Viendo y escuchando el homenaje que le dedicaron a los fallecidos por covid-19, pensaba yo que la mayor parte de ellos ha sido gente mayor, seres humanos que estaban en una plaza de residencia pública, a veces conseguida tras permanecer en listas de espera durante años, o en una privada, pagando un ojo de la cara, que los precios de estas solo pueden permitírselos los que disponen de una buena pensión, o de patrimonio importante. En general, los usuarios suelen sentirse bien en estos sitios, tienen una buena atención personal por parte de los profesionales, pueden llevar una vida digna y están bajo la supervisión de sus familiares, hijos y nietos que los visitan o invitan a sus casas, o los sacan a pasear de vez en cuando.

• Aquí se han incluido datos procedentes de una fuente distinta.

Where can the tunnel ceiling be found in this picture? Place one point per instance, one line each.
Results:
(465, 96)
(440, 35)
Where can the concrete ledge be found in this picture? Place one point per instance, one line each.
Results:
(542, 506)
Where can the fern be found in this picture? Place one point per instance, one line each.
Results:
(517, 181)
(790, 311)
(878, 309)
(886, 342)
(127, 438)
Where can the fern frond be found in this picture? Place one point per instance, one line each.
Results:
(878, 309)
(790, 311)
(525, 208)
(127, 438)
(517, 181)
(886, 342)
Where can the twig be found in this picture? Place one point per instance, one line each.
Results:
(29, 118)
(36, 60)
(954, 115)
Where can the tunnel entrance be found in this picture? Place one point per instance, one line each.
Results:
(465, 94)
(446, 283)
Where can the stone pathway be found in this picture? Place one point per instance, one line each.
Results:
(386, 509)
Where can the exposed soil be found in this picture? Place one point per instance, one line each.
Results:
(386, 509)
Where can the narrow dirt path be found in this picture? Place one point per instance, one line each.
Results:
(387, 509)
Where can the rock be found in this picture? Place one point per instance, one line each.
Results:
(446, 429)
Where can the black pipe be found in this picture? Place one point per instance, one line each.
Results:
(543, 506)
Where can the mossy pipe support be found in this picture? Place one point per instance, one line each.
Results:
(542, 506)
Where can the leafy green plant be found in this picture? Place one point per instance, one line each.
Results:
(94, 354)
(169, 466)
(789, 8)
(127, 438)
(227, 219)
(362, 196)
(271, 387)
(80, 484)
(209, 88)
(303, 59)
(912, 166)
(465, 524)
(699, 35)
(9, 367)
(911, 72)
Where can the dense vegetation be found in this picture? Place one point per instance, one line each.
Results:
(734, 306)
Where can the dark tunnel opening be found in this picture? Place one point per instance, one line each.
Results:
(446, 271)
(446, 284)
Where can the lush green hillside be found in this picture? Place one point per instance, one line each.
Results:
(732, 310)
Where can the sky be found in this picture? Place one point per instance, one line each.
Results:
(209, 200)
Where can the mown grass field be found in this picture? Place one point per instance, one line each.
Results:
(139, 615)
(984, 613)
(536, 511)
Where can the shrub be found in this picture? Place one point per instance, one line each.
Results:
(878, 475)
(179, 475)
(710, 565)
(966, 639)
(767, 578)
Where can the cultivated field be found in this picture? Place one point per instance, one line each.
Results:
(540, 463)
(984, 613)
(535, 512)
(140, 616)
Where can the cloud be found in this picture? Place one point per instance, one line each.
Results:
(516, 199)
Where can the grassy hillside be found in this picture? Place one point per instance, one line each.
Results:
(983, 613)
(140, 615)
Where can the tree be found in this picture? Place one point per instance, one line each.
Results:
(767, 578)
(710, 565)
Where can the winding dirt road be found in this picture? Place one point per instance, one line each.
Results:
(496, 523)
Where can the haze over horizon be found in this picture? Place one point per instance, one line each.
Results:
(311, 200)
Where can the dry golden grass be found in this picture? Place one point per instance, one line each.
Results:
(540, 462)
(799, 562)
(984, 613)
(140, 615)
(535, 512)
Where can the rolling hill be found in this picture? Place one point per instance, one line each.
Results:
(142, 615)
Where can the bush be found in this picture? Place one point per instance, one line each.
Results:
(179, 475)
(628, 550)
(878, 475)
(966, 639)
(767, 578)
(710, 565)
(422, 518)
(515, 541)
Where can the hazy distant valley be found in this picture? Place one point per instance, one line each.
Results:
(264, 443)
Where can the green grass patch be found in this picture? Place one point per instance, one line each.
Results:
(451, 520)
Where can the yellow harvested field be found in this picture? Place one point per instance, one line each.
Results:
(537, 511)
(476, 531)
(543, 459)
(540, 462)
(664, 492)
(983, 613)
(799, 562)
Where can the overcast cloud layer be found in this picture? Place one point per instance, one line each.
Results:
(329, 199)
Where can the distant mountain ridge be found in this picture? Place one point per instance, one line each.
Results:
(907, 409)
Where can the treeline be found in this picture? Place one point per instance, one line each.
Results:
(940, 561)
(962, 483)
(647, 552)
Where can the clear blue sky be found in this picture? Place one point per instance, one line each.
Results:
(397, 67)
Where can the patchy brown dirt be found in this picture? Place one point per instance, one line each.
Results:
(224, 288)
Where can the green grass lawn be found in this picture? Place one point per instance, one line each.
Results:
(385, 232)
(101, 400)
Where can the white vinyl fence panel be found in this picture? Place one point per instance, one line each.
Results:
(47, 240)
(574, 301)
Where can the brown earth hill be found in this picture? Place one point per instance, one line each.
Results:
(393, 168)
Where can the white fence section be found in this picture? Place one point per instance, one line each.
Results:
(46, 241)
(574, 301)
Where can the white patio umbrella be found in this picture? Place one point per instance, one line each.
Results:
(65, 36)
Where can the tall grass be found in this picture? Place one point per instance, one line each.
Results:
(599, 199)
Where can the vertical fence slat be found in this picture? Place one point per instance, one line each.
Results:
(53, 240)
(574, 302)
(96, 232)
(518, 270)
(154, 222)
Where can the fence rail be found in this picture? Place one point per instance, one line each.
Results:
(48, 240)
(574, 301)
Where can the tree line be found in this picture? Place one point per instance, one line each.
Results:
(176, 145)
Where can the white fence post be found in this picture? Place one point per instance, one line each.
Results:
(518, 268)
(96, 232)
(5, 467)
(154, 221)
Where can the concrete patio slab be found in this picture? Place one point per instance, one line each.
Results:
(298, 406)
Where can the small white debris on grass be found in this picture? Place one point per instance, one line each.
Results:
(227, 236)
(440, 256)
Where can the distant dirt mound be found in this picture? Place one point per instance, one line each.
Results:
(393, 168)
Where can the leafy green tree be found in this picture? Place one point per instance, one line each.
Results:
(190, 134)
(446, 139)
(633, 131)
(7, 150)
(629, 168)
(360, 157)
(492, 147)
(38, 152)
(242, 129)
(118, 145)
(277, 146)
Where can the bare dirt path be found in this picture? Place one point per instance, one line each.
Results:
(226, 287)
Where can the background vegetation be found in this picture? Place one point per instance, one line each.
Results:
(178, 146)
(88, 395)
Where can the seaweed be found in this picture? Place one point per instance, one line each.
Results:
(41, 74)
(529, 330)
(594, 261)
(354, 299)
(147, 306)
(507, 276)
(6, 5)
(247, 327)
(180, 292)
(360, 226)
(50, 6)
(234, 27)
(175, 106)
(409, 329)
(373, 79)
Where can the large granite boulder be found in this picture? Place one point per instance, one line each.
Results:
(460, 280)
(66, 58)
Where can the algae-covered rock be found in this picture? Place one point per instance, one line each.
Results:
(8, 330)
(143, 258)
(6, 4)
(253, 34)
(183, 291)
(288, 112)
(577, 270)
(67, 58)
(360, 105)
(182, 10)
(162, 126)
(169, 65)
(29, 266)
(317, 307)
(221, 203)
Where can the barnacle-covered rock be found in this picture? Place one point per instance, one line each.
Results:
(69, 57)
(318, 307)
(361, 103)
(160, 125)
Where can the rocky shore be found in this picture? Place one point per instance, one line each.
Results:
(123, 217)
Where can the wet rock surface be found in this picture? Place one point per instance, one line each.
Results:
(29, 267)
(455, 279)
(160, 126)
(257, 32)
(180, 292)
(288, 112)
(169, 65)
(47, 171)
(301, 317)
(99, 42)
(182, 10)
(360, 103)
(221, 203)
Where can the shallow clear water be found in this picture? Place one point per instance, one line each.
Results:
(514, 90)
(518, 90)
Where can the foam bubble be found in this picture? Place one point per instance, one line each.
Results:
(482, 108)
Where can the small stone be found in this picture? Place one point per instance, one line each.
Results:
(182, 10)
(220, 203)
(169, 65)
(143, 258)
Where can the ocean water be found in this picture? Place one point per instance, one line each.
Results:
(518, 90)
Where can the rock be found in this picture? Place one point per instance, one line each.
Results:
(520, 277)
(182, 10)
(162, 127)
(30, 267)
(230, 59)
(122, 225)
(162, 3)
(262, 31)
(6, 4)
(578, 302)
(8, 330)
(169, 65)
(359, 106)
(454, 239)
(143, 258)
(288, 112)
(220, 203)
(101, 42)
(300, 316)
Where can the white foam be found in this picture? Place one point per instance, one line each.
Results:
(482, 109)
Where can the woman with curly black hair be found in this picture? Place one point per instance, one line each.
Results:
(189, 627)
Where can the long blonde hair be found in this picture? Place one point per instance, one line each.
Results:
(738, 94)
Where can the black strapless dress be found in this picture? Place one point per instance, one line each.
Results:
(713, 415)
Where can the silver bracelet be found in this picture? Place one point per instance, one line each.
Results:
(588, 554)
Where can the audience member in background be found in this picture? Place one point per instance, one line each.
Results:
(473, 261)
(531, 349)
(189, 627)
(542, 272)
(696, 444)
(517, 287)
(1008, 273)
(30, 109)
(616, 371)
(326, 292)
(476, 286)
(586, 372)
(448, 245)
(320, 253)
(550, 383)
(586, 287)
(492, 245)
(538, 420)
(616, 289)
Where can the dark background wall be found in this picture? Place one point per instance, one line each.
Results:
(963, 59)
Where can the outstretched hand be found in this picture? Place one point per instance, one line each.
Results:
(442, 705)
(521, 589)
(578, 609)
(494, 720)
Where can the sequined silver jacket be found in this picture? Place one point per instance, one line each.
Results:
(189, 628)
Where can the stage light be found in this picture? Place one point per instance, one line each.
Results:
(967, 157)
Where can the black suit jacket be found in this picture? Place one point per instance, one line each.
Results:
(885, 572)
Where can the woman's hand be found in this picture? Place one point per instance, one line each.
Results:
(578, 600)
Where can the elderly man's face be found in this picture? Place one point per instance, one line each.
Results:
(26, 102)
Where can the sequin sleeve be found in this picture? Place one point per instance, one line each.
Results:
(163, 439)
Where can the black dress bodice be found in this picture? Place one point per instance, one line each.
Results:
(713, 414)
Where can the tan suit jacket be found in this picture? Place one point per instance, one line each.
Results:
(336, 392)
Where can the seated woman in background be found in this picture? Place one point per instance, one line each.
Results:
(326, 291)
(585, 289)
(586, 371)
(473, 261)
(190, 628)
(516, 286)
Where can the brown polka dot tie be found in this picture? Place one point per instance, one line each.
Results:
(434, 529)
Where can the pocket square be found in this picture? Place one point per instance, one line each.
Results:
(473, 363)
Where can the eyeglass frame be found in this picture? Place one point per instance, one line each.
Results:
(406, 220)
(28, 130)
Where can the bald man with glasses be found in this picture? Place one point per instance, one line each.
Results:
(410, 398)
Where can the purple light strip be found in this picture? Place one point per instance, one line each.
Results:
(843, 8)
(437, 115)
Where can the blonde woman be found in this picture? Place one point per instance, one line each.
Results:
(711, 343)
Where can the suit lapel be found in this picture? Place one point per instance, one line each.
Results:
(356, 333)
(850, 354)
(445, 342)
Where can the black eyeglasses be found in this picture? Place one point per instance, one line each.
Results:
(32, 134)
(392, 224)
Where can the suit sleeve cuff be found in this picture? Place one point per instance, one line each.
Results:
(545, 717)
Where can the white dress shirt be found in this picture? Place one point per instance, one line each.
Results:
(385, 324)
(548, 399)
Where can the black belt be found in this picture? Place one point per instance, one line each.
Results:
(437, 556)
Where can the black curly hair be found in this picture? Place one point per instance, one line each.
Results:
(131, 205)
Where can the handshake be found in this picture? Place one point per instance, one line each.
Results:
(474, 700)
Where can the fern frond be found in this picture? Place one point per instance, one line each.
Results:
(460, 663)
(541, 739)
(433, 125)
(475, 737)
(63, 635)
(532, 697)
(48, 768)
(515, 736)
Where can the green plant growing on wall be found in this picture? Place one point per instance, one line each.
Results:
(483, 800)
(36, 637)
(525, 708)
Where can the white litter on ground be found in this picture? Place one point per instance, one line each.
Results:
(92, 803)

Pero, con la pandemia, muchos, miles de mujeres y hombres mayores han fallecido y, lo peor, solos, sin nadie ni nada de lo que han creado a lo largo de su vida cerca de ellos. La franja media de edad que más ha sufrido se corresponde con personas a las que he conocido, que han vivido cerca de mí. Es gente cuyo nacimiento se puede situar entre 1935 y 1945, por ejemplo, es decir, que contaba entre 75 y 85 años, o algo más o algo menos. Por lo tanto, los hubo que nacieron en plena Guerra Civil, o poco después de que acabara.

Tratemos entonces de establecer un perfil de la vida que estos hombres y mujeres han tenido. En cualquier caso, les pilló la posguerra, y, teniendo en cuenta que en los años cuarenta del siglo pasado el 90% de los españoles era gente con muy poco poder adquisitivo, que se buscaba la vida en oficios, como carpintero, mecánico, electricista, camarero, etc., con sueldos de miseria, y, ay de aquel que protestara, pues entendemos que vivieron con lo justo, los que habían nacido antes de la guerra totalmente marcados por el miedo a las bombas, a las detenciones, a las barbaridades de una guerra civil, entre hermanos, entre vecinos, etcétera.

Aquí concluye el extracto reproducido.